At least 2,521 civilians were killed during the nine-month battle including 741 people who were executed, the report said. Most died as a result of Islamic State (ISIL) attacks.
It cited testimonies of mass abductions by Islamic State, as well as killings, the use of human shields, and deliberate targeting of civilians and their homes.
ISIL planted “a huge number” of improvised explosive devices and used drones to drop explosives in Mosul, a city of 1.5 million, as well as setting fire to sulphur fields and oil wells, it said.
Its forces desecrated religious sites and last June blew up the al-Nuri mosque from which its leader Abu Bakr al-Baghdadi had declared the caliphate spanning parts of Iraq and Syria in 2014, it said.
“Iraqi courts and tribunals do not have jurisdiction over international crimes (such as genocide, crimes against humanity and war crimes) - and prosecutors, police investigators and judges lack capacity to ... (investigate), charge and try persons in relation to such crimes,” the report said, calling for it to amend domestic law.
Iraqi law did not do enough to guarantee due process or fair trials, it said.
Accepting the jurisdiction of the Hague-based ICC and finding other ways to ensure crimes were tried by a competent court “would reassure the international community that Iraq is serious” about getting justice, which was key to rebuilding trust and reconciliation, it said.
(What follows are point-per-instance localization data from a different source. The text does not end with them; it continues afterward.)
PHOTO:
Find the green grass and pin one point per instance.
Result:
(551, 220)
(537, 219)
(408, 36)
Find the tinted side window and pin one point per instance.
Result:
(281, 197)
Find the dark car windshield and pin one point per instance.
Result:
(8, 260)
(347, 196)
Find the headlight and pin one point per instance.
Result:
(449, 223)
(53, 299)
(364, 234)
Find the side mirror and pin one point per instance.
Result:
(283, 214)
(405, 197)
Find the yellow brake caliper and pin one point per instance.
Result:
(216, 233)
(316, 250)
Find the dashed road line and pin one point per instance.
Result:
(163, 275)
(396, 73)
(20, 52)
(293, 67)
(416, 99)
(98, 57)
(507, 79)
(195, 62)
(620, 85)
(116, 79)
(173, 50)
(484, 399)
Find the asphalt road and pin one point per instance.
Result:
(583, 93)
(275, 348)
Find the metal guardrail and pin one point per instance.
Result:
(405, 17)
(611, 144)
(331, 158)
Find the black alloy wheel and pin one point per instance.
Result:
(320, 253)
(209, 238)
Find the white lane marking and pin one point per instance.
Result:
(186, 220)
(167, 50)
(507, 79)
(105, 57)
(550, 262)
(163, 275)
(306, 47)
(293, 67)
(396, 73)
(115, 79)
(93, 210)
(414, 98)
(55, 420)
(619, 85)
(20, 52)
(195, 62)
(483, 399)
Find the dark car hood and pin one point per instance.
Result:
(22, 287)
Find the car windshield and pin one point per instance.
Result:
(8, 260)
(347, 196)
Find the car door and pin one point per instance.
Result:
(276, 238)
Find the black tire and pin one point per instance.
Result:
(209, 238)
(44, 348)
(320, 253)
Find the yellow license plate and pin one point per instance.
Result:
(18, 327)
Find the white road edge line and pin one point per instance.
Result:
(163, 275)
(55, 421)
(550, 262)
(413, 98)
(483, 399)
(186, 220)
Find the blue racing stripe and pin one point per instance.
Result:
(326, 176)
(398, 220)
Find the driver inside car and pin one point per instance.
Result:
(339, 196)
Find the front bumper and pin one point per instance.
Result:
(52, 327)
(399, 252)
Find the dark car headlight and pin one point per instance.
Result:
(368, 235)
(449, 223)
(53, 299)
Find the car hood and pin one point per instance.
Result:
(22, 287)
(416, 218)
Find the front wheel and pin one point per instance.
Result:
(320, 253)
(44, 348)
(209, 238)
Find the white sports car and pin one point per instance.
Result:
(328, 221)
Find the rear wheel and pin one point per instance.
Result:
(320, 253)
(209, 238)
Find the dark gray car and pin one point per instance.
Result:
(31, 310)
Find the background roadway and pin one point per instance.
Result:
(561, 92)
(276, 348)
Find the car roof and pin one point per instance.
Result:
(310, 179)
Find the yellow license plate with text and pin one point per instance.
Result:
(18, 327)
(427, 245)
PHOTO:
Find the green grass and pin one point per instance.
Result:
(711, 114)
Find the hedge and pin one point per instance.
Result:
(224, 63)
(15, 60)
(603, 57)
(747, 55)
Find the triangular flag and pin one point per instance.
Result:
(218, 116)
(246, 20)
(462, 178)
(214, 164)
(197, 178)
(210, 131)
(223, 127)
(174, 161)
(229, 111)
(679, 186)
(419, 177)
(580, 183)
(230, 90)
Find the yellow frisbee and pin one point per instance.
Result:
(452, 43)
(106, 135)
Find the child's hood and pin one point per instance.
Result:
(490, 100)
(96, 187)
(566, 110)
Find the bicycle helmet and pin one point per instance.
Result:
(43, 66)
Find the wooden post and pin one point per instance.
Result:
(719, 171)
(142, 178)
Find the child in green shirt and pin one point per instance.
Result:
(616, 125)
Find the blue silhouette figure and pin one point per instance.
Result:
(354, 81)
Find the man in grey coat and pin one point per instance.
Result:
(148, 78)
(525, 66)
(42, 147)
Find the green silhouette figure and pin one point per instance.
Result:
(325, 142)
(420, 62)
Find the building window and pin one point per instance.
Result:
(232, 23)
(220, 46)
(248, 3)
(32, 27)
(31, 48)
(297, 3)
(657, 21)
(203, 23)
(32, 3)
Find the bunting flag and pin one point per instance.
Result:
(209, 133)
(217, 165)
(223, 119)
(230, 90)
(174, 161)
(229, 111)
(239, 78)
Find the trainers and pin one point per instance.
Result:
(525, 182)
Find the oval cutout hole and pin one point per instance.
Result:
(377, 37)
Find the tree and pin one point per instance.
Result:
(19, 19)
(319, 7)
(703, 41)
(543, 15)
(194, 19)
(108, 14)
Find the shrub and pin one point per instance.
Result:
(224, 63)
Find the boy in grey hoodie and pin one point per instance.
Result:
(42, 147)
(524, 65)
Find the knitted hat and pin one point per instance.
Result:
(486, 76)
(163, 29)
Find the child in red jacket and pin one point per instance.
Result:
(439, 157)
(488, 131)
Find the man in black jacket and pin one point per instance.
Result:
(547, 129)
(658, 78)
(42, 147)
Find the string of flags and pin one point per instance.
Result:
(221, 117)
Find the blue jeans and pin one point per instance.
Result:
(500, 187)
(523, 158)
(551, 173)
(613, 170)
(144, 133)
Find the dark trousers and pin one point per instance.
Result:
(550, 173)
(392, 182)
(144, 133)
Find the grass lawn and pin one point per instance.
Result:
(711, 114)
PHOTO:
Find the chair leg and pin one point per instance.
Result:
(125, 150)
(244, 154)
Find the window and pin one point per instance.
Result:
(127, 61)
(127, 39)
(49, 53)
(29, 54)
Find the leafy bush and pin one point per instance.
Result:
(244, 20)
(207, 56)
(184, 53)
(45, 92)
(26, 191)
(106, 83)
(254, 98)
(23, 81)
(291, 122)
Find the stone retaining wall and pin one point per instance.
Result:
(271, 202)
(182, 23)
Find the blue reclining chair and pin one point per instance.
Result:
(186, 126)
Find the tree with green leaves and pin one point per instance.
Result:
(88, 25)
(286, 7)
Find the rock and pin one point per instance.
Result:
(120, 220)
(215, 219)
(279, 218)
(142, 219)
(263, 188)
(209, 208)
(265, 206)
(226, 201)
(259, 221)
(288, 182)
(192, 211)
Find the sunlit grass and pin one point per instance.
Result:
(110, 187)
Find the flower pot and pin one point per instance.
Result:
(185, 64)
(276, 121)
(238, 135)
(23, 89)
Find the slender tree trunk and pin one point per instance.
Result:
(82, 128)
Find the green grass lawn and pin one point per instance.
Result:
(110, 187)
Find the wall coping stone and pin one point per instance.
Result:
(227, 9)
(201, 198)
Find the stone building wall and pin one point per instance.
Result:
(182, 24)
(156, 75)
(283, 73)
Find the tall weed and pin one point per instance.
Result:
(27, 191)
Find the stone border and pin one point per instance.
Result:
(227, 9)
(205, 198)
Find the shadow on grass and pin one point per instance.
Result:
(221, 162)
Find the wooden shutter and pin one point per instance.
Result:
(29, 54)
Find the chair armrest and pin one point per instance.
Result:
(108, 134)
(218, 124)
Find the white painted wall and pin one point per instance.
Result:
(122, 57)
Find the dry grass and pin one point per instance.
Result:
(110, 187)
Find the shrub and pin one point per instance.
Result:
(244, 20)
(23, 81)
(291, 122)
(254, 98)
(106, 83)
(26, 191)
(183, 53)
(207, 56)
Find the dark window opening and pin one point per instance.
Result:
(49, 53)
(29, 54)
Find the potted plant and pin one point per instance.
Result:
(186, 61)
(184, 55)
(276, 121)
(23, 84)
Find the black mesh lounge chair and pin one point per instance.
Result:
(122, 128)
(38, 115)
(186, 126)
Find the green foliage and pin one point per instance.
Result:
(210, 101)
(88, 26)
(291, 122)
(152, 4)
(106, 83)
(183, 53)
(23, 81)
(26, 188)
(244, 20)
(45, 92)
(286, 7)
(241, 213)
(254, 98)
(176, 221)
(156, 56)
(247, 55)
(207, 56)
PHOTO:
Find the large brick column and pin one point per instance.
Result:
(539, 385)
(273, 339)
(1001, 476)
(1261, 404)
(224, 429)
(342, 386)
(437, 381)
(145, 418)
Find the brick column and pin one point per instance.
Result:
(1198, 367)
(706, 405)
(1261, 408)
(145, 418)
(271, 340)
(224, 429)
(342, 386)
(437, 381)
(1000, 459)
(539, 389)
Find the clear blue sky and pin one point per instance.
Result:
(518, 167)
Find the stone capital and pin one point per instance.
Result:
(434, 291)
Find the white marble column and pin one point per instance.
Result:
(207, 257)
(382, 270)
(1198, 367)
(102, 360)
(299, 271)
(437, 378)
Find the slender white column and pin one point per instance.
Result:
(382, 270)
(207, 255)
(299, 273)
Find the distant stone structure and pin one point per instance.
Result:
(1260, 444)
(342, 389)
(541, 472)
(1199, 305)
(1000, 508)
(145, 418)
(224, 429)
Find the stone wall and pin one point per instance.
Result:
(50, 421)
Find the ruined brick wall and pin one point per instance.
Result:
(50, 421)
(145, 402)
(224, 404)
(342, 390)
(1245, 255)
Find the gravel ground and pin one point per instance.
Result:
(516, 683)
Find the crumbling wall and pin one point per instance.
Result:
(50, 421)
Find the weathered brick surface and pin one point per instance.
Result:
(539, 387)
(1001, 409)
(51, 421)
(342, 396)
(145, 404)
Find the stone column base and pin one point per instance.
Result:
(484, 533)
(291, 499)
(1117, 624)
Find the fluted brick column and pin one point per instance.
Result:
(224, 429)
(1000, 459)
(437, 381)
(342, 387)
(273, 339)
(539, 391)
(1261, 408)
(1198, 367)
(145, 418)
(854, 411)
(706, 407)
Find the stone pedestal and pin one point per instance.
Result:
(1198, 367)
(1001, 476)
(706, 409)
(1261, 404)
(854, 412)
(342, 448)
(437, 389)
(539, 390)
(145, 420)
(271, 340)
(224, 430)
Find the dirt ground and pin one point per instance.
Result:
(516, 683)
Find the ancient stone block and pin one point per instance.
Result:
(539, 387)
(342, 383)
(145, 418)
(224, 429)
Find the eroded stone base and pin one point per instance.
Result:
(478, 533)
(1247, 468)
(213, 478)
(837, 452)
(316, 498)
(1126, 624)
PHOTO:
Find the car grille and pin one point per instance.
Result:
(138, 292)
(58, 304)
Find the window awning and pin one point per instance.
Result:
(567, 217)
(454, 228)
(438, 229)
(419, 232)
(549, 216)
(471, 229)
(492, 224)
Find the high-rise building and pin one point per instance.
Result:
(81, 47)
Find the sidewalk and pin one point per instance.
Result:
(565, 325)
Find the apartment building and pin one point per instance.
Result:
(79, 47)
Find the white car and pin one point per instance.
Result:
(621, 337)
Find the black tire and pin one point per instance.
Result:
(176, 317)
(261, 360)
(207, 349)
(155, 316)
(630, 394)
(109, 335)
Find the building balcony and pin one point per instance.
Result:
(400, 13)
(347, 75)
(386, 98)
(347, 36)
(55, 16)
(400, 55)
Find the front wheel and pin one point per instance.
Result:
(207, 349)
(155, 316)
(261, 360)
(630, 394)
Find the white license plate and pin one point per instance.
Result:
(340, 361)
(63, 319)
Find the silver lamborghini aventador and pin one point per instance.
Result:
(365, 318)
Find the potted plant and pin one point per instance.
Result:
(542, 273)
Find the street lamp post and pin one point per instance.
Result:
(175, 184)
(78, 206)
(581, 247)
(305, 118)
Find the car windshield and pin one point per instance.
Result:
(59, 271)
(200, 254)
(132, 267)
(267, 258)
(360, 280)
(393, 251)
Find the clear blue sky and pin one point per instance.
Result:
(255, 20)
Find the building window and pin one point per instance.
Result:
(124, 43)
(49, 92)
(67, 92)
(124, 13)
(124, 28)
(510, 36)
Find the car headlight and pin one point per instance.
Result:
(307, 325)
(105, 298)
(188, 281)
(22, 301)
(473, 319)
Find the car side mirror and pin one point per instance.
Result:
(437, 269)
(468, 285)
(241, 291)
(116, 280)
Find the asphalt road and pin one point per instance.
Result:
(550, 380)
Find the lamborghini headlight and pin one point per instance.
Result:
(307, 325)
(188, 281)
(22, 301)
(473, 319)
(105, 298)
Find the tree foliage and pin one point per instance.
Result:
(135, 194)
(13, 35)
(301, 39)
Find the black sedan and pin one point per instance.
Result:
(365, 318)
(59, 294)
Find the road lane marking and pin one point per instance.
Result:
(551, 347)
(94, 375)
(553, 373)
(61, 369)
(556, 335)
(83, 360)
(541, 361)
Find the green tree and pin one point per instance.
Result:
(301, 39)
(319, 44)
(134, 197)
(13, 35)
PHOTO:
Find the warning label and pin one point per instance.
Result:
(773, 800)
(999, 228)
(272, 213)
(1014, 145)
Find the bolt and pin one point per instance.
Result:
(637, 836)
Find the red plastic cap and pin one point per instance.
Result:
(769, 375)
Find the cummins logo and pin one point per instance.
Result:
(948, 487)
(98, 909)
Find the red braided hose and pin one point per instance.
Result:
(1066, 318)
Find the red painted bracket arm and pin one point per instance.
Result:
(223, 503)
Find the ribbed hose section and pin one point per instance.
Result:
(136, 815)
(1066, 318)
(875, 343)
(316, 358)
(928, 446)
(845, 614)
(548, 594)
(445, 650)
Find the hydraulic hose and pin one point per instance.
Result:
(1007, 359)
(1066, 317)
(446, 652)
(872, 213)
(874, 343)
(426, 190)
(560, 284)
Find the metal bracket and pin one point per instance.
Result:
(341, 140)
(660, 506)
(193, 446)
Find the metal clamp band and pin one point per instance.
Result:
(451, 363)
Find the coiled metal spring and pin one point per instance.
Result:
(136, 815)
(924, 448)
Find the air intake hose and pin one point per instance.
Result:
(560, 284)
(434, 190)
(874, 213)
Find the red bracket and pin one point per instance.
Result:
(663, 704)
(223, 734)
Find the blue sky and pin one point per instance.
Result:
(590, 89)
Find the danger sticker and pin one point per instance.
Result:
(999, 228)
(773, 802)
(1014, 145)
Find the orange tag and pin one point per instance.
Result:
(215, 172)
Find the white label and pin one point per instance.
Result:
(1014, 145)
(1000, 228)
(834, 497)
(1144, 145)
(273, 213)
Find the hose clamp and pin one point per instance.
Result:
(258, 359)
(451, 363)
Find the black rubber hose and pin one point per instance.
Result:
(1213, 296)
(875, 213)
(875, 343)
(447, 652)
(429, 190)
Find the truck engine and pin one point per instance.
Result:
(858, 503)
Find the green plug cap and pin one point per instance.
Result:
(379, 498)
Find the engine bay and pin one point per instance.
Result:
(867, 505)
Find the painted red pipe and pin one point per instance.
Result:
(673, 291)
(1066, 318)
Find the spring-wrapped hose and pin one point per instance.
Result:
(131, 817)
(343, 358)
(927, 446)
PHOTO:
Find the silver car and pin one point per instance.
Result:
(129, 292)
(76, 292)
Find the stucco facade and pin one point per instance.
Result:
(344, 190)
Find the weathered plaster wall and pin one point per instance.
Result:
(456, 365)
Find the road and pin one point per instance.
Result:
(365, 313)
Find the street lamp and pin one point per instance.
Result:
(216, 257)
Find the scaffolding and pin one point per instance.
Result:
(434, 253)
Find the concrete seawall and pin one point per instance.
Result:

At least 74 mass graves have been discovered since June 2014 in areas previously held by ISIL in Iraq, the U.N. report said.
These included in Sinjar, the northwestern city where the U.N. has said Islamic State committed genocide against the Kurdish-speaking Yazidi religious minority whom the Sunni militants view as infidels.
Iraq and the international community have a duty to ensure those crimes are prosecuted, Syracuse University professor and former war crimes prosecutor David Crane said on Wednesday in a separate report into the genocide, issued by his law school’s Syrian Accountability Project.
“Bringing ISIS to justice for genocide against the Yazidi community, at the domestic or the international level, will depend on the strategic preservation of forensic evidence,” Crane’s report said.
The U.N. report also called on Iraqi authorities to investigate crimes allegedly committed by Iraqi-backed forces during the operation, including mass abductions and unlawful killings.
It called for a separate investigation into air strikes by the international coalition.
It said the U.N. had recorded 461 civilian deaths from air strikes during the most intensive phase of the battle for western Mosul, from Feb. 19.